Subjectivity In Sentencing: Analysis Of The Rarest Of The Rare Doctrine
- IJLLR Journal
- 7 hours ago
- 1 min read
Anamta Khan, LLM, Jamia Millia Islamia, New Delhi
ABSTRACT
The rarest-of-rare doctrine forms the constitutional threshold for imposing the death penalty in India, yet its application continues to be marked by ambiguity, subjectivity, and inconsistency. This paper examines the historical development of the doctrine from Bachan Singh to Machhi Singh, analysing how aggravating and mitigating factors have shaped India’s capital sentencing framework. Through a doctrinal and empirical review, the study highlights significant contradictions in judicial reasoning—especially between the “crime test” and the “criminal test”—and demonstrates how personal judicial philosophy contributes to divergent outcomes. The research further exposes systemic inconsistencies across trial courts, High Courts, and the Supreme Court, revealing that trial courts award death sentences far more readily, while higher courts frequently commute them.

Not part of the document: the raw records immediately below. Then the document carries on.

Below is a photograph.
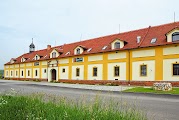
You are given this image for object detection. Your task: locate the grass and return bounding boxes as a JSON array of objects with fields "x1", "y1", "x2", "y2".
[
  {"x1": 0, "y1": 90, "x2": 146, "y2": 120},
  {"x1": 123, "y1": 87, "x2": 179, "y2": 94},
  {"x1": 0, "y1": 70, "x2": 4, "y2": 79}
]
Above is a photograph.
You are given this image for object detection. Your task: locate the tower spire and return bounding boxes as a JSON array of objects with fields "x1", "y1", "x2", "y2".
[{"x1": 29, "y1": 38, "x2": 35, "y2": 53}]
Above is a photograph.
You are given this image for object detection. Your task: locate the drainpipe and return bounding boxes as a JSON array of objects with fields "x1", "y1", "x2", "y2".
[
  {"x1": 128, "y1": 50, "x2": 131, "y2": 86},
  {"x1": 47, "y1": 61, "x2": 48, "y2": 82}
]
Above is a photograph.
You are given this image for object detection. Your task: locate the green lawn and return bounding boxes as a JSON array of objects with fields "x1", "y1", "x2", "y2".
[
  {"x1": 0, "y1": 94, "x2": 147, "y2": 120},
  {"x1": 123, "y1": 87, "x2": 179, "y2": 94},
  {"x1": 0, "y1": 70, "x2": 4, "y2": 78}
]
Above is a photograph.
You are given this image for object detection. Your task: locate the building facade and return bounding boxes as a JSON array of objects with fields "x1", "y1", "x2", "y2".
[{"x1": 4, "y1": 22, "x2": 179, "y2": 81}]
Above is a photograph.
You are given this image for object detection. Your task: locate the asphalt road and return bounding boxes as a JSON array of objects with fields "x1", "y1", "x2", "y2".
[{"x1": 0, "y1": 80, "x2": 179, "y2": 120}]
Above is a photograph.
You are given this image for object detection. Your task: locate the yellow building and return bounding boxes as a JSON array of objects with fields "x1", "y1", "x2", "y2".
[{"x1": 4, "y1": 22, "x2": 179, "y2": 81}]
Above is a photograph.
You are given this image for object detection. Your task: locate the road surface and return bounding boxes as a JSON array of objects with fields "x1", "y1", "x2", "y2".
[{"x1": 0, "y1": 80, "x2": 179, "y2": 120}]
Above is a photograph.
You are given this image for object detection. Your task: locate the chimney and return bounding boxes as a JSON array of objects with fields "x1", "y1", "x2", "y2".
[
  {"x1": 47, "y1": 45, "x2": 51, "y2": 50},
  {"x1": 137, "y1": 36, "x2": 141, "y2": 43}
]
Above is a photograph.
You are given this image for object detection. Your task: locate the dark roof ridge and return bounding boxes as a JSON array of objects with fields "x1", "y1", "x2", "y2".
[{"x1": 53, "y1": 21, "x2": 179, "y2": 48}]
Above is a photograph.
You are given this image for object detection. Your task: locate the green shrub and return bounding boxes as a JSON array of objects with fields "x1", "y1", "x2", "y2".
[{"x1": 0, "y1": 95, "x2": 146, "y2": 120}]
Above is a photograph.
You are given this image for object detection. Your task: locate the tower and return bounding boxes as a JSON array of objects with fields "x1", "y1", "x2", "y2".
[{"x1": 29, "y1": 38, "x2": 35, "y2": 53}]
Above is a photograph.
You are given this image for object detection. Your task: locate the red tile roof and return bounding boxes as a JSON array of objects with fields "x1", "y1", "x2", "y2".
[{"x1": 6, "y1": 22, "x2": 179, "y2": 64}]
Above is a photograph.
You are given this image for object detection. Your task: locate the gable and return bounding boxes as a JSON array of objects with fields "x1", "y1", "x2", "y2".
[
  {"x1": 50, "y1": 49, "x2": 60, "y2": 58},
  {"x1": 111, "y1": 39, "x2": 124, "y2": 49},
  {"x1": 166, "y1": 28, "x2": 179, "y2": 42},
  {"x1": 74, "y1": 46, "x2": 84, "y2": 55}
]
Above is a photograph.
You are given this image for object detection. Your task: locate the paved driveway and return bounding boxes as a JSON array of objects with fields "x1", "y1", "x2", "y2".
[{"x1": 0, "y1": 80, "x2": 179, "y2": 120}]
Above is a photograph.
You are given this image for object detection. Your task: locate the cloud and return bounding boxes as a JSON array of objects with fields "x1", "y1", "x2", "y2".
[{"x1": 0, "y1": 0, "x2": 179, "y2": 69}]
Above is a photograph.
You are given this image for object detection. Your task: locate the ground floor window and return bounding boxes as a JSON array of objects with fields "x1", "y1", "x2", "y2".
[
  {"x1": 76, "y1": 68, "x2": 80, "y2": 77},
  {"x1": 93, "y1": 67, "x2": 98, "y2": 77},
  {"x1": 173, "y1": 64, "x2": 179, "y2": 75},
  {"x1": 62, "y1": 68, "x2": 65, "y2": 73},
  {"x1": 16, "y1": 71, "x2": 18, "y2": 76},
  {"x1": 35, "y1": 70, "x2": 38, "y2": 76},
  {"x1": 140, "y1": 65, "x2": 147, "y2": 76},
  {"x1": 114, "y1": 66, "x2": 119, "y2": 77}
]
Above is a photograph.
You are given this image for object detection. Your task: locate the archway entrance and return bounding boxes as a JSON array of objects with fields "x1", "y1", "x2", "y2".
[{"x1": 51, "y1": 69, "x2": 57, "y2": 80}]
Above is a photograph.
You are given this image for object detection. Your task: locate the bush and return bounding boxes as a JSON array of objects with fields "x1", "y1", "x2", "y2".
[{"x1": 0, "y1": 95, "x2": 146, "y2": 120}]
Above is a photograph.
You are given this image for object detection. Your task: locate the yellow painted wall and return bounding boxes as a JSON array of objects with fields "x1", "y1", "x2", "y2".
[
  {"x1": 108, "y1": 52, "x2": 126, "y2": 60},
  {"x1": 88, "y1": 64, "x2": 104, "y2": 80},
  {"x1": 163, "y1": 45, "x2": 179, "y2": 55},
  {"x1": 132, "y1": 49, "x2": 155, "y2": 58},
  {"x1": 108, "y1": 62, "x2": 126, "y2": 80},
  {"x1": 167, "y1": 29, "x2": 179, "y2": 42},
  {"x1": 163, "y1": 58, "x2": 179, "y2": 81},
  {"x1": 132, "y1": 60, "x2": 155, "y2": 81},
  {"x1": 88, "y1": 55, "x2": 103, "y2": 61}
]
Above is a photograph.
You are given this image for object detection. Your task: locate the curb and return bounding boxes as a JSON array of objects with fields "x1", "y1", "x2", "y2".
[{"x1": 21, "y1": 84, "x2": 179, "y2": 99}]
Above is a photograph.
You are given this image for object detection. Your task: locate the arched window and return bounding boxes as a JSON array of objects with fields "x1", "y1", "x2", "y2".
[
  {"x1": 172, "y1": 32, "x2": 179, "y2": 42},
  {"x1": 114, "y1": 42, "x2": 120, "y2": 49},
  {"x1": 52, "y1": 52, "x2": 56, "y2": 58},
  {"x1": 76, "y1": 48, "x2": 80, "y2": 54}
]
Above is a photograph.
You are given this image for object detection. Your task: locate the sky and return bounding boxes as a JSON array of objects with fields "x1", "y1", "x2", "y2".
[{"x1": 0, "y1": 0, "x2": 179, "y2": 69}]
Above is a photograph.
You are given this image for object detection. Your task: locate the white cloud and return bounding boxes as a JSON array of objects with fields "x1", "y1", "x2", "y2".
[{"x1": 0, "y1": 0, "x2": 179, "y2": 68}]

In practice, this analytical vacuum means that judicial discretion plays a dominant role: the values, social philosophy and personal attitudes of the sentencing judge or bench often determine what is deemed “rarest of rare.” Overall, the article argues that the rarest-of-rare doctrine, though constitutionally intended to restrict the death penalty, has resulted in unpredictable and uneven sentencing, raising concerns about fairness, uniformity, and constitutional compliance.